As in the study by Lijmer and colleagues, we were unable to demonstrate a consistent effect of partial verification. This may be because the direction and magnitude of the effect of partial verification is difficult to predict. If a proportion of negative test results is not verified, this tends to increase sensitivity and lower specificity, which may leave the odds ratio unchanged.54
We were unable to demonstrate significant associations between estimates of DOR and a number of design features.
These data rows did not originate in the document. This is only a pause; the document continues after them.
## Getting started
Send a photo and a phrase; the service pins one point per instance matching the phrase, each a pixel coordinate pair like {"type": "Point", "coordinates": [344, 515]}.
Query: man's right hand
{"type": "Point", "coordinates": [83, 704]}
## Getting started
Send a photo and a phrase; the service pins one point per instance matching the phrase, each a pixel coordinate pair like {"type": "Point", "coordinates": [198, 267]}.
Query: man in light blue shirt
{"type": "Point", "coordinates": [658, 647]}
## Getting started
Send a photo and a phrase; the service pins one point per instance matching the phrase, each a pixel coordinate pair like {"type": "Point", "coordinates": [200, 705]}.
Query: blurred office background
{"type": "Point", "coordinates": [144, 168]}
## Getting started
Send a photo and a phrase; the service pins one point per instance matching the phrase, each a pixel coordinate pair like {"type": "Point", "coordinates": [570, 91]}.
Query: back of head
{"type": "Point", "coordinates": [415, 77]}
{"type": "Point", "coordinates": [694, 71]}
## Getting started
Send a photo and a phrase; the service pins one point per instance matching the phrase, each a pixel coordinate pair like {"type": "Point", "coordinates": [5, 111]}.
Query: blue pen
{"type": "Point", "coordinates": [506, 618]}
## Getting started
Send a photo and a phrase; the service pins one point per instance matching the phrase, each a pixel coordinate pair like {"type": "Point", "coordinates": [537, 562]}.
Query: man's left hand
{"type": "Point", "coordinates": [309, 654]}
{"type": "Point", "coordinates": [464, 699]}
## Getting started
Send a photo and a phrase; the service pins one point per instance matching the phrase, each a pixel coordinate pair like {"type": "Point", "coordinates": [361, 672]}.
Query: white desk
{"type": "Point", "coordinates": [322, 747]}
The absence of an association in our model does not imply that the design features should be ignored in any given accuracy study, since the effect of design differences may vary between meta-analyses, or even within a single meta-analysis.
The results of our study need to be interpreted with the following limitations and strengths in mind. We were hampered by the low quality of reporting in the studies. Several design-related characteristics could not be adequately examined because of incomplete reporting (e.g., frequency of indeterminate test results and of dropouts, patient selection criteria, clinical spectrum, and the degree of blinding). We used the odds ratio as our main accuracy measure, which is a convenient summary statistic,55,56
but it may be insensitive to phenomena that produce opposing changes in sensitivity and specificity. Further studies should explore the effects of these design features on other accuracy measures, such as sensitivity, specificity and likelihood ratios.
Our study can be seen as a validation and extension of the study of Lijmer and colleagues.13
To ensure independent validation, we did not include any of their meta-analyses in our study. Furthermore, we replaced the fixed-effects approach used by them with a more appropriate random-effects approach, which allowed the design covariates to vary between meta-analyses. This explains the wider confidence intervals in our study, despite the fact that we included 269 studies more than Lijmer and colleagues did.
In general, the results of our study provide further empirical evidence of the importance of design features in studies of diagnostic accuracy. Studies of the same test can produce different estimates of diagnostic accuracy depending on choices in design. We feel that our results should be taken into account by researchers when designing new primary studies as well as by reviewers and readers who appraise these studies. Initiatives such as STARD (Standards for Reporting of Diagnostic Accuracy [www.consort-statement.org/stardstatement.htm
]) should be endorsed to improve the awareness of design features, the quality of reporting and, ultimately, the quality of study designs. Well-reported studies with appropriate designs will provide more reliable information to guide decisions on the use and interpretation of test results in the management of patients.